While the Bay of Bengal became the focus for oil and gas exploration by India and Myanmar, Bangladesh's move to mark its maritime boundary has so far been limited to "plans" to take expert help from the US, the UK and Australia for the job.
In 2004, the foreign ministry formed a committee with members from Petrobangla, Geological Survey of Bangladesh, the Navy, Spaarso, Inland Water Transport Authority and Surveyor of Bangladesh.
The purpose of this committee was to recommend how to mark the deep-sea territory fulfilling requirements of the UN and as per the law of the sea. However, the committee became dysfunctional within a year, while its foreign ministry members were busy making foreign trips.
All the while, both India and Myanmar are exploring oil and gas prospects in the Bay close to Bangladesh and sometimes even entering areas which could belong to Bangladesh. Myanmar discovered seven trillion cubic feet of gas in 2006 close to Bangladesh waters while India discovered 100 trillion cubic feet of gas and two billion barrels of oil.
On the other hand, Bangladesh is now in the process of awarding several deep-sea blocks and a shallow water block to two foreign oil companies amid protests from members of the committee to protect oil and gas resources.
The bidding process held in May also drew protest from India and Myanmar in June saying that Bangladesh's bid area overlaps their maritime regions.
Geologists believe that the Bangladeshi territory in the Bay holds the biggest oil and gas prospect.
Foreign ministry sources say that they believe the country is now exposed to a regional oil and gas politics it had never faced before. "This situation might prevail till the maritime boundary is fixed in 2011," said an official.
The Indian press reports that two main basins in the Bay--Krishna-Godavari and Mahanadi--have shown a potential of nearly 18 billion barrels of oil equivalent gas in place. While official sources quote a figure of 100 trillion cubic feet of gas reserves in the region, unofficial estimates peg the reserves at 200 trillion cubic feet of gas.
In such a context, expert delegations of Bangladesh and with India held a three-day meeting after a gap of 28 years to settle unresolved maritime boundary issues.
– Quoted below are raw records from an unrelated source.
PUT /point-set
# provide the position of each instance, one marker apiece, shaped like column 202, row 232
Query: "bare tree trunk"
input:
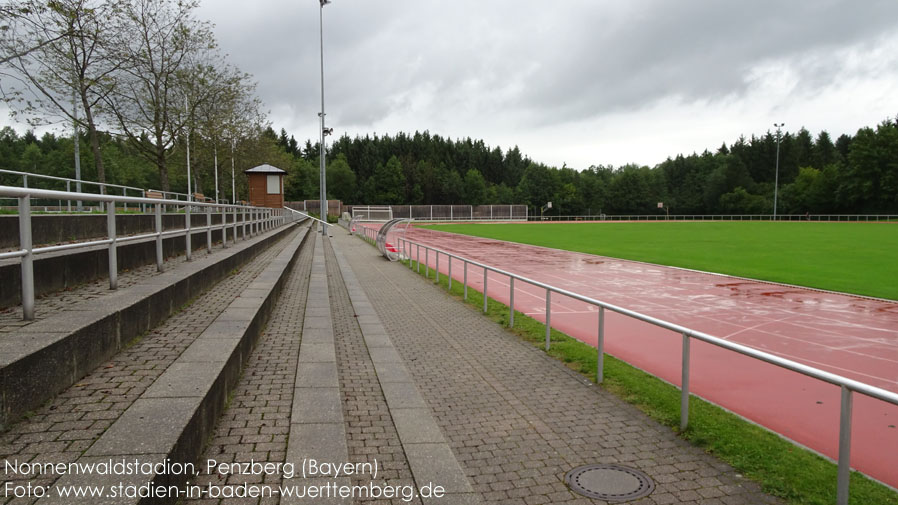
column 94, row 143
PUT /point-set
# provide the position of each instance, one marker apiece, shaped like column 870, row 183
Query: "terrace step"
column 41, row 358
column 66, row 270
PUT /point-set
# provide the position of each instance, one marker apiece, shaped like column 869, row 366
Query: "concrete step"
column 65, row 270
column 40, row 359
column 171, row 418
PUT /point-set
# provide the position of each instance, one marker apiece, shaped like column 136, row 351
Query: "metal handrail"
column 254, row 220
column 68, row 181
column 294, row 212
column 848, row 386
column 718, row 217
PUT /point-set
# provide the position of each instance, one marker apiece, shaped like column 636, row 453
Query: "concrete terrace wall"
column 56, row 228
column 56, row 271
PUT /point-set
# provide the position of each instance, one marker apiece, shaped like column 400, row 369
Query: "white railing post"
column 510, row 299
column 187, row 247
column 113, row 258
column 485, row 271
column 224, row 228
column 209, row 230
column 684, row 386
column 28, row 259
column 465, row 262
column 548, row 318
column 844, row 472
column 600, row 348
column 158, row 218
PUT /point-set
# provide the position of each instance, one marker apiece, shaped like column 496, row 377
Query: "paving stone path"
column 257, row 421
column 387, row 367
column 65, row 427
column 516, row 419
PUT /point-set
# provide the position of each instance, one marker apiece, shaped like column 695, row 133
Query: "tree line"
column 143, row 78
column 853, row 174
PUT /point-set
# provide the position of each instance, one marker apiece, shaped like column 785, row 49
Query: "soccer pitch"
column 859, row 258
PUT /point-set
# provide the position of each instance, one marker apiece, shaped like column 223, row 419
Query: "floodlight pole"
column 777, row 176
column 187, row 122
column 322, row 177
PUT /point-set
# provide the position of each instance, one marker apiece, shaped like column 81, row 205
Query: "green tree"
column 341, row 180
column 539, row 185
column 387, row 182
column 475, row 188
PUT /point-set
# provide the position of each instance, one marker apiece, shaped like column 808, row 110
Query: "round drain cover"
column 609, row 482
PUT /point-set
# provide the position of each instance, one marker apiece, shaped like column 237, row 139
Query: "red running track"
column 851, row 336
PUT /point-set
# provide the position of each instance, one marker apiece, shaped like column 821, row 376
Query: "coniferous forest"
column 851, row 174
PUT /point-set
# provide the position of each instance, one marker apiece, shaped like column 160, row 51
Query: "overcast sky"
column 581, row 82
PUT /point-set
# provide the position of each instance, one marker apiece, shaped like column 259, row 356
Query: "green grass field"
column 860, row 258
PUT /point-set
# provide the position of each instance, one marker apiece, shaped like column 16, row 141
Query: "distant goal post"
column 377, row 213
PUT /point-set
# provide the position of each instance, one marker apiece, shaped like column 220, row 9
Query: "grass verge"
column 780, row 467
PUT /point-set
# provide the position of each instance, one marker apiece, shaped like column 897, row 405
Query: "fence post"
column 187, row 249
column 600, row 348
column 510, row 298
column 684, row 386
column 28, row 259
column 209, row 230
column 113, row 259
column 548, row 318
column 844, row 472
column 159, row 259
column 485, row 271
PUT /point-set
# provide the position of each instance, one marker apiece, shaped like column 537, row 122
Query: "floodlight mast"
column 776, row 181
column 322, row 176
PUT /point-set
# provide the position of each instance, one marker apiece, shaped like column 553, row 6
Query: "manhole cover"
column 609, row 482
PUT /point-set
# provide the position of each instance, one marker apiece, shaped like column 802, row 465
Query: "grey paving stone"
column 322, row 441
column 435, row 463
column 183, row 379
column 387, row 373
column 385, row 355
column 403, row 395
column 316, row 405
column 149, row 426
column 204, row 350
column 320, row 375
column 317, row 353
column 416, row 426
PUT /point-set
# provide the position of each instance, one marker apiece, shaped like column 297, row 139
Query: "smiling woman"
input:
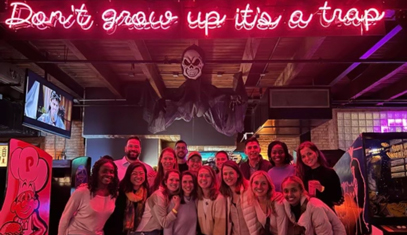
column 89, row 207
column 320, row 180
column 166, row 162
column 133, row 193
column 156, row 217
column 234, row 188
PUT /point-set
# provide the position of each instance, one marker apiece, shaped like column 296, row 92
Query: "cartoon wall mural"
column 80, row 171
column 26, row 205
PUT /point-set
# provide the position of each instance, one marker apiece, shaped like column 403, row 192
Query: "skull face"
column 192, row 64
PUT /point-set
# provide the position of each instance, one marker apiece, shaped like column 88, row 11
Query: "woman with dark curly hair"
column 280, row 159
column 89, row 207
column 319, row 179
column 133, row 193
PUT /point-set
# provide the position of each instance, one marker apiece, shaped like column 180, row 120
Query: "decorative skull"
column 192, row 62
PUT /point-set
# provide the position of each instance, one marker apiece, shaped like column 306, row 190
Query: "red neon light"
column 296, row 20
column 24, row 17
column 137, row 21
column 351, row 17
column 262, row 20
column 212, row 20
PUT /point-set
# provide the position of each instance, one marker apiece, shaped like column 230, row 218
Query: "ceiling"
column 334, row 62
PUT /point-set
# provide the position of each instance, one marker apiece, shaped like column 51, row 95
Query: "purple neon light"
column 368, row 53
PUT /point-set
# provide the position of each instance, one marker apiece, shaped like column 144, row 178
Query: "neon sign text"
column 212, row 20
column 262, row 20
column 137, row 21
column 247, row 18
column 24, row 17
column 351, row 17
column 296, row 20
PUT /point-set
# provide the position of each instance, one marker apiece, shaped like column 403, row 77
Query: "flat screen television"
column 47, row 107
column 386, row 175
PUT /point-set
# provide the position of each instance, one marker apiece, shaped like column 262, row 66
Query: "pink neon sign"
column 137, row 21
column 23, row 16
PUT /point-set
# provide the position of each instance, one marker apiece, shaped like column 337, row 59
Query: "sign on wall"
column 190, row 19
column 26, row 205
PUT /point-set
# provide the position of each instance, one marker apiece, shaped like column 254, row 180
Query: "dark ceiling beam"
column 259, row 69
column 393, row 91
column 31, row 53
column 250, row 51
column 369, row 80
column 368, row 53
column 84, row 52
column 306, row 51
column 140, row 52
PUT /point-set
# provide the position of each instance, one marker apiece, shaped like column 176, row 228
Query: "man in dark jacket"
column 255, row 161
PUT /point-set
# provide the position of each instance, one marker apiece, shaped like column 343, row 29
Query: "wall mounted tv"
column 47, row 107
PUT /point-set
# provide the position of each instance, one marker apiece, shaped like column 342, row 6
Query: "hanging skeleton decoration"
column 192, row 63
column 195, row 98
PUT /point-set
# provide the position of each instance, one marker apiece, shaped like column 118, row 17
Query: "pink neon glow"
column 261, row 20
column 212, row 20
column 24, row 17
column 296, row 20
column 351, row 17
column 139, row 20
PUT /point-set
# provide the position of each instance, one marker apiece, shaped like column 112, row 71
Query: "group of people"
column 184, row 197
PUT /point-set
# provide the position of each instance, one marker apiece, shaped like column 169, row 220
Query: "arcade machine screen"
column 3, row 171
column 386, row 164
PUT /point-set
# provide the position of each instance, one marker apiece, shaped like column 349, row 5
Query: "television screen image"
column 47, row 107
column 386, row 161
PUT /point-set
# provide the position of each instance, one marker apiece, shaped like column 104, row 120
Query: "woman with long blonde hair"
column 269, row 210
column 211, row 205
column 166, row 162
column 234, row 187
column 309, row 215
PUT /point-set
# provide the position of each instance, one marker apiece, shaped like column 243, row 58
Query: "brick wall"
column 74, row 147
column 264, row 140
column 325, row 136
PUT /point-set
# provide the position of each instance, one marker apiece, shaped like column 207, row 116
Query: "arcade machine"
column 67, row 175
column 373, row 174
column 26, row 197
column 3, row 171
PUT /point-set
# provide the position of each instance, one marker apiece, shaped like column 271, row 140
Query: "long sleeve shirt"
column 330, row 180
column 186, row 221
column 213, row 221
column 85, row 214
column 155, row 216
But this talk ended fruitlessly as it hovered around discussing boundary in South Talpatty, an island still in formation, in the south-western part of the country.
Foreign ministry held two rounds of talks in April and September with Myanmar and the discussions yielded "good results" regarding common usage of the Naf river and its estuary, official sources said.
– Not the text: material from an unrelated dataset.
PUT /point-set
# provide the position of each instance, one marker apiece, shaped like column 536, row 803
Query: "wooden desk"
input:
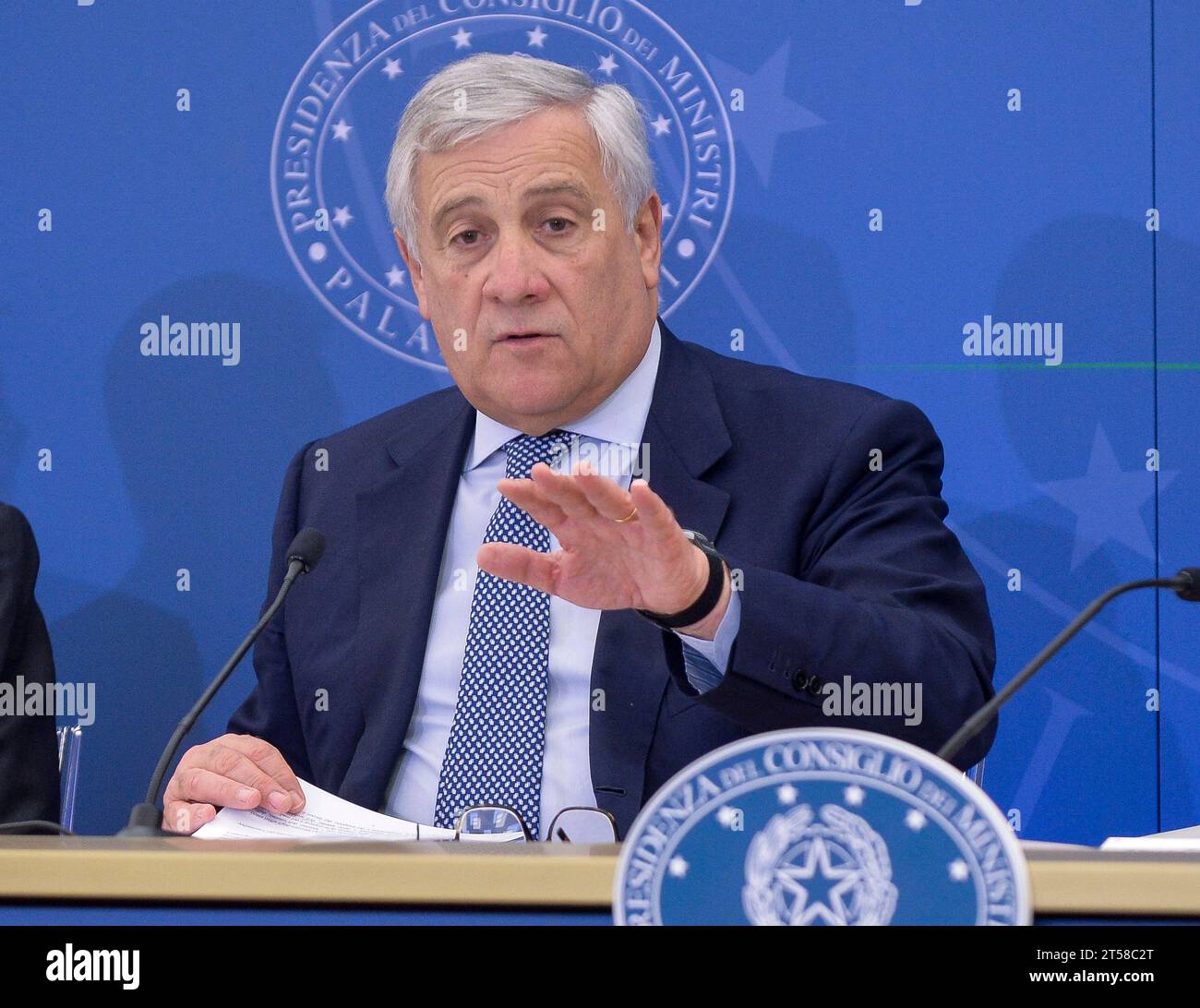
column 473, row 881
But resolving the sea boundary issue is still long way down the road as Myanmar is asking for eco-distance system in East to West boundary while Bangladesh is asking to demarcate in equity basis North to South.
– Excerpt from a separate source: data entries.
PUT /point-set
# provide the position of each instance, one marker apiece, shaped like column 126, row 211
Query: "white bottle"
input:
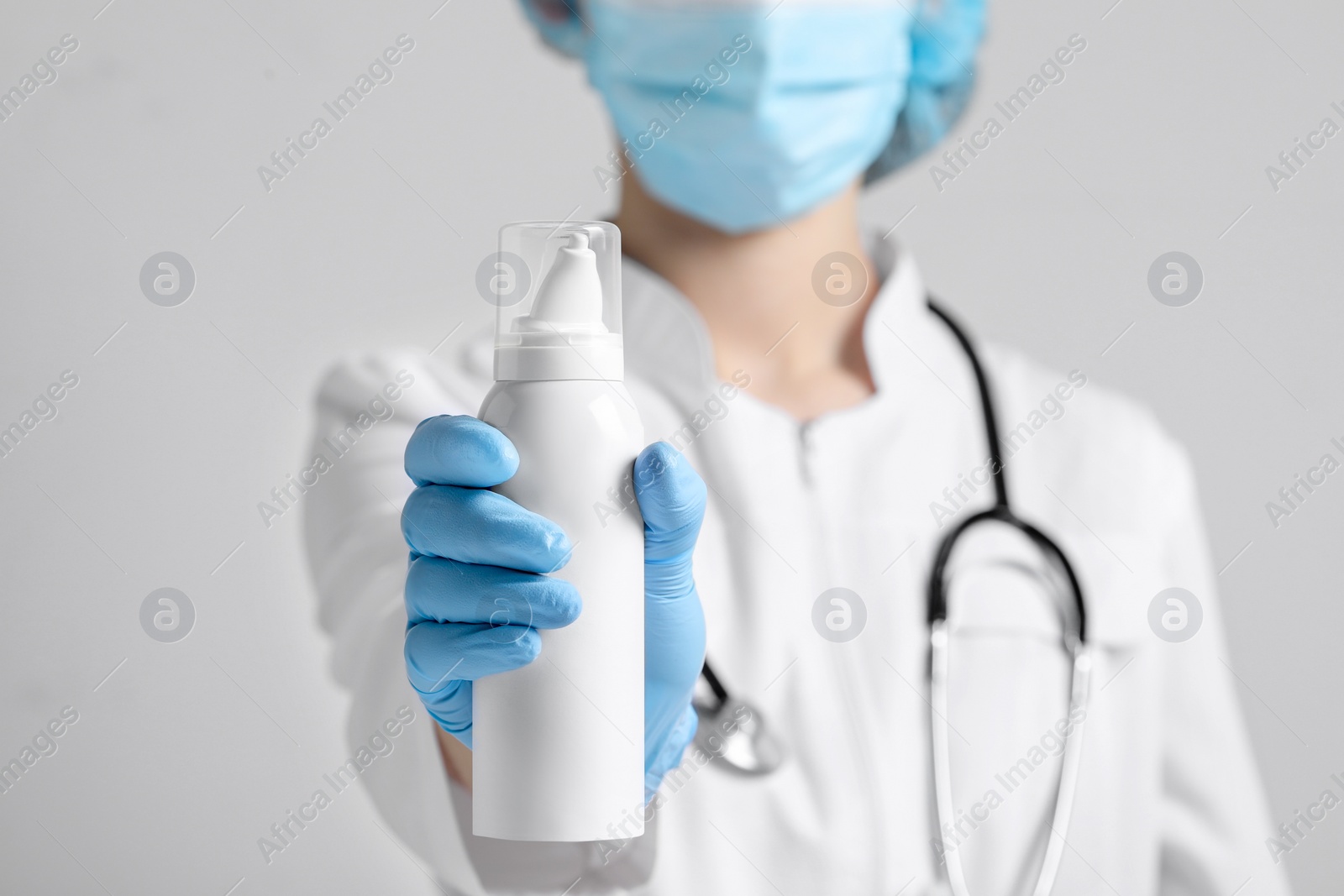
column 558, row 745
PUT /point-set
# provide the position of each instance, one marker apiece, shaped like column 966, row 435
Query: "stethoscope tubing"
column 940, row 649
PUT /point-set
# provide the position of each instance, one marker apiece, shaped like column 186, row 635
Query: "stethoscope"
column 736, row 735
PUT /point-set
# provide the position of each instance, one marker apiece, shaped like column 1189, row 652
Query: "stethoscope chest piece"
column 736, row 735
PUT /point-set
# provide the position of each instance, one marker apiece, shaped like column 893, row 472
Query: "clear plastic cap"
column 562, row 316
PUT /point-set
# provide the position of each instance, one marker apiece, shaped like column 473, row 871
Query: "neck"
column 757, row 298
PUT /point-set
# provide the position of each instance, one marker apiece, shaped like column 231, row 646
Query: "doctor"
column 824, row 434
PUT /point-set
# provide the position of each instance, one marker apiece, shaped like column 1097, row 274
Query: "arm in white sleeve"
column 366, row 412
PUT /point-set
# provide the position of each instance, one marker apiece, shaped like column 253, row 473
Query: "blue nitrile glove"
column 477, row 557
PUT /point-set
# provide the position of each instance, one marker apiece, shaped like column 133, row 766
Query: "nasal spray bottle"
column 558, row 745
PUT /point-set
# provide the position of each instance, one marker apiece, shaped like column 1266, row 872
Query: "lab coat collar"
column 669, row 343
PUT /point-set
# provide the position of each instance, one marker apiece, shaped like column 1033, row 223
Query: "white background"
column 150, row 476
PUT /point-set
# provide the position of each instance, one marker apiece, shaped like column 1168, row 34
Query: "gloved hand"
column 476, row 555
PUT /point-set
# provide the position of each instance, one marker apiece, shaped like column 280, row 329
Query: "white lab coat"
column 1168, row 797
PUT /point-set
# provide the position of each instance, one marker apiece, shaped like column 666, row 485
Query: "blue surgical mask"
column 748, row 114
Bangladesh will hold maritime talks with Myanmar in mid-November and India later this month.
India and Myanmar need to finish the maritime demarcation with Bangladesh shortly as they are set to file their claim to the UN on June 29 and May 21 next year.
Under the UN Convention on the Law of the Sea (UNCLOS), Bangladesh also has to file its claim within July 27, 2011.
International law allows each country to have and enjoy 200 nautical miles from its coast to the sea. However, this is a tricky matter as the coasts of India and Bangladesh and Myanmar follow a curve, which implies overlapping of territory.
As per the international practices, in such a case, the neighbours should inform each other and reach a mutual understanding before exploring such areas.